Acid and alkaline are terms that apply to the pH (the potential of hydrogen) in the soil. The pH scale runs from 1 to 14 with neutral somewhere in the middle. Above that dividing line, soils are said to be alkaline, below it, acid. Most vegetables grow best in slightly alkaline soil. Rhododendrons need acid soil, between 4.5 and 6 on the pH scale. Kits, with all the charm of toy chemistry sets, are available to tell you whether you have one or the other. Happy gardeners go with the flow and grow plants that like their soil.

Megalomaniacs find this a difficult precept to accept. They dig pits in their gardens and fill them with a different kind of soil, hoping to hoodwink plants into believing that everything is as it should be. For a while, this works. But gradually, the soil's true constituents leach into the pretend patch and take it over. Or the plant's roots wander outside the cordon sanitaire and choke on the unfamiliar food. And there is nothing more miserable in a garden than a rhododendron panting in a sea of lime for its fix of acid.

Prepare beds for planting during autumn, winter and early spring, working only when the soil is dry enough not to stick to the soles of your boots. On heavy ground, you need to dig, to throw up clods of earth so that they can get broken up by frost (you soon learn in gardening not to do jobs that others, such as frost and worms, can do for you). You also dig to get air into compacted soil and to bury weeds or other organic material.

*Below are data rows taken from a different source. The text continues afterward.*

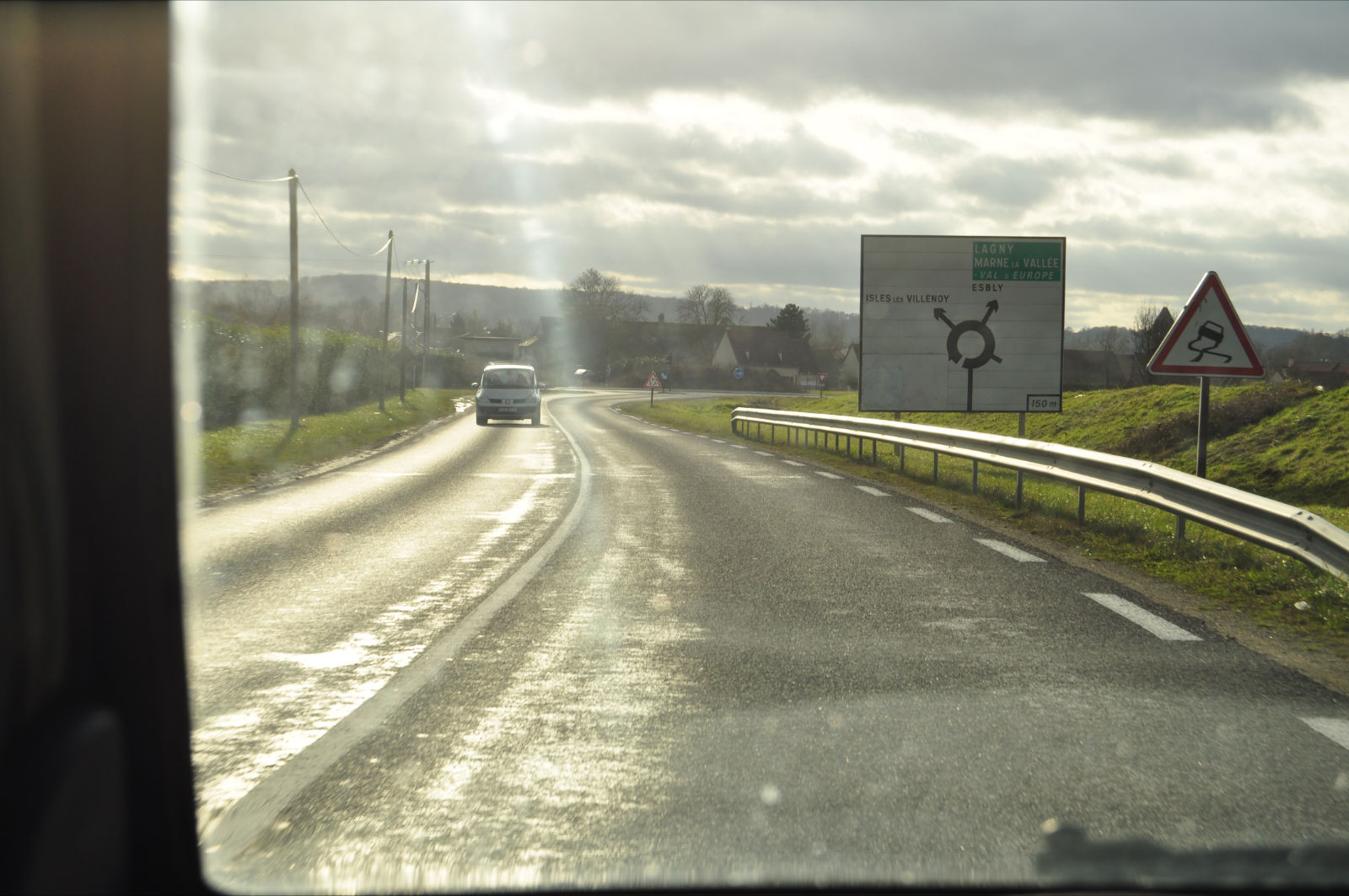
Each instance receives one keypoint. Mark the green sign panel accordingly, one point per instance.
(1013, 260)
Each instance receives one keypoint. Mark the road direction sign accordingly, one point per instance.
(1207, 338)
(962, 323)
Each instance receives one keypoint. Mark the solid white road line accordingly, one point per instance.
(1004, 548)
(1150, 621)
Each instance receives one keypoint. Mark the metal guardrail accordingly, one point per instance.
(1263, 521)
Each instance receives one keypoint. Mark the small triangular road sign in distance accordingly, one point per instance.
(1207, 338)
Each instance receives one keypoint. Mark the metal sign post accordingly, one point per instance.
(1207, 341)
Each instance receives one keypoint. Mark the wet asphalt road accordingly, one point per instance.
(602, 652)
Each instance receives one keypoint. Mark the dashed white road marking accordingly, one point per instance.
(1004, 548)
(928, 514)
(1150, 621)
(1336, 729)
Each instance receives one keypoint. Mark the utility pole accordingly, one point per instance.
(422, 368)
(294, 307)
(402, 350)
(384, 328)
(427, 328)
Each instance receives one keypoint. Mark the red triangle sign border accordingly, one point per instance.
(1162, 362)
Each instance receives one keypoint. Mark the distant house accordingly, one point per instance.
(1092, 368)
(1326, 374)
(766, 350)
(479, 350)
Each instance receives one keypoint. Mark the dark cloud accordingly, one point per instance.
(401, 116)
(1011, 185)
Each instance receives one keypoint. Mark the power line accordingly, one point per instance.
(277, 180)
(331, 229)
(234, 177)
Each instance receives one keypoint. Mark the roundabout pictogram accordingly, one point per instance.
(973, 362)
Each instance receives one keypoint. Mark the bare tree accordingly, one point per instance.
(599, 314)
(1150, 328)
(712, 305)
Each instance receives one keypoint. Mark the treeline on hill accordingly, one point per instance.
(245, 370)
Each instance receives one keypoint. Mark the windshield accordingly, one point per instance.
(508, 379)
(610, 637)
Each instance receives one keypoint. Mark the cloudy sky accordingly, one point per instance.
(752, 145)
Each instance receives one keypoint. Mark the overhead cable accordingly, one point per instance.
(331, 229)
(234, 177)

But digging no longer has the heroic status it once had - along with bastard trenching and double digging, which is twice as back-breaking as the ordinary kind. Only for masochists does digging now loom large in the gardening calendar. On light soils, you can often get away with not digging at all.

Heavy ground, or places which have been used as throughways, need more attention. Digging improves drainage and introduces air into hard-packed earth. Heavy clay soils should be dug at the beginning of winter, light soils as late as possible in spring. Light soils do not need to be broken down by frost. The main problem here is hanging on to water and nutrients. By leaving a light soil firm over winter, you help it to hold water.

If you are making a new bed on light, sandy soil, you can kill off the weeds with a non-residual weedkiller, mulch it heavily and then plant direct into the ground. Mulches break down into humus at different rates, depending on what they are made of. Leaves of ash and apple disappear quickly. Leaves that contain resins, such as pine needles, or have waxy finishes, such as holly, break down slowly.

The rate of breakdown depends on the ratio of carbon to nitrogen in the living plant. Grass has a low carbon to nitrogen ratio, about 5 to 1, and so breaks down fast in the soil. In pine needles, the ratio is about 100 to 1, so deterioration is much slower. In the autumn, a mature tree will provide at least 5lb of leaf litter for each square yard of ground under it. That's nature's way of conditioning and feeding the soil. Match it if you can.